Step 6: Extra – Handling Complex Scenarios
Multiple Currencies
- Create a currency conversion table that updates daily (can be linked to a public API via Power Automate)
- Build forecasts in both local and reporting currencies
- Add a currency impact analysis section to model exchange rate volatility
Intercompany Cash Pools
- Create a matrix showing intercompany positions
- Set up rules to suggest optimal internal funding movements
- Track internal loans and notional cash pooling arrangements
Subsidiary Integration
- Create standardized templates for subsidiaries to report forecasts
- Set up automated consolidation of these inputs
- Include reliability scores for each subsidiary based on historical accuracy
Debt Covenant Compliance
- Configure tracking of relevant covenants (debt/EBITDA, interest coverage)

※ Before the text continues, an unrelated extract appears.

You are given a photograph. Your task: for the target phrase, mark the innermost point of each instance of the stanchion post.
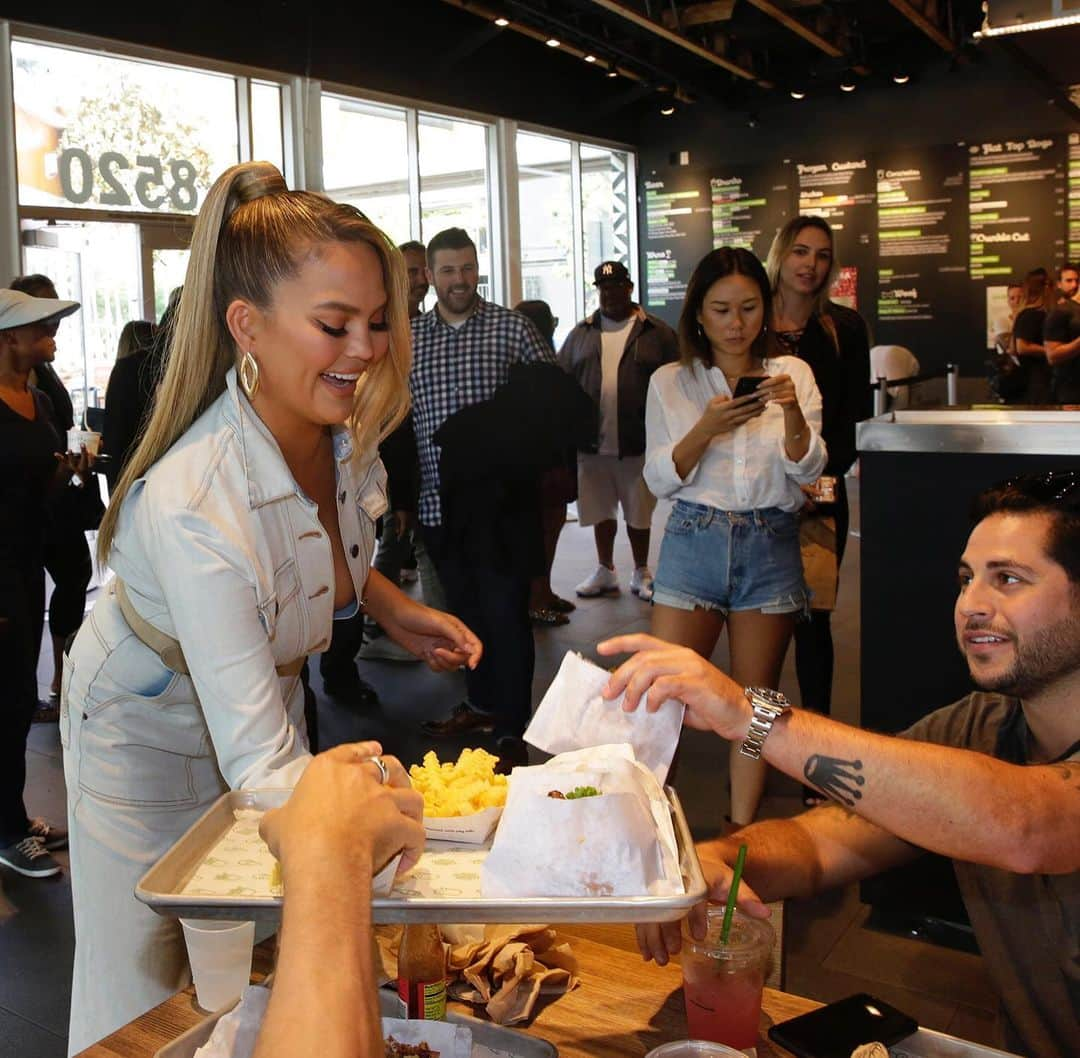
(952, 375)
(879, 397)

- Set up forward-looking covenant compliance forecasts
- Create early warning alerts when approaching thresholds
Step 7: Continuous Improvement
- Track forecast accuracy:
- Compare projected vs. actual cash flows
- Calculate error rates by category and time horizon
- Use findings to refine forecasting logic
- Implement machine learning (no-code):
- Connect your Excel data to Microsoft Power BI
- Use built-in AI insights to identify patterns
- Apply AutoML predictions to improve forecasts
- Build a feedback loop:
- Create a simple form for team members to report unusual transactions or events
- Configure the bot to incorporate this feedback into future forecasts
Example: Complex Multinational Treasury Scenario
Let’s walk through setting up this system for an imaginary manufacturing company with:
- 5 subsidiaries in different countries
- 12 bank accounts across 4 currencies
- Seasonal business with large inventory purchases
- Complex intercompany financing arrangements
Data Collection Setup
- Create email rule categories for:
- Daily bank statements (EUR, USD, GBP, JPY)
- Weekly subsidiary reports
- Monthly ERP extracts (AR/AP aging)
- Configure Power Automate flows for each category:
- Parse bank CSVs into standardized format
- Extract subsidiary forecasts from Excel attachments
- Convert AR/AP aging reports into cash timing projections
Processing Logic
- Bank transaction categorization:
- Create a dictionary of 200+ common transaction descriptions
- Build rules to identify patterns in narration fields
- Set up exception handling for unmatched transactions
- Cash allocation rules:
- If incoming payment matches outstanding invoice → link to customer
- If multiple partial matches → allocate using FIFO method
- If no match → flag for manual review
Forecasting Complexity
- Create customer-specific payment timing profiles:
- Company A: Pays 30 days late, 95% confidence
- Company B: Pays on time if <$10K, 15 days late if >$10K
- Company C: 60% chance of paying next Friday, 40% chance of paying in 30 days
- Implement rolling 13-week forecast with:
- Known AR/AP from ERP system for first 4 weeks
- Statistical projections for weeks 5-13
- Overlaid with seasonality factors
- Adjusted for payment timing patterns
Alert System
Configure critical alerts for:
- USD cash position projected below $2M within 3 weeks
- EUR intercompany balances exceeding €5M
- Subsidiary forecasts not received by Thursday
- Covenant ratio projected to breach within 60 days
Conclusion
You can build a Treasury Bot that automates cash flow forecasting without writing code or involving IT. The system collects data automatically, applies your business rules to standardize and categorize transactions, generates forecasts based on historical patterns and known future events, and provides clear visualizations and alerts to support decision-making.
While not as seamless as a direct bank API connection, this approach delivers significant time savings and improved accuracy compared to manual processes. As your needs evolve, you can continue enhancing your bot with additional rules, more sophisticated forecasting models, and expanded scenario capabilities.
For more complex situation, you could create a dashboard in Power BI or any other tool to summarize the data collected by your Bot.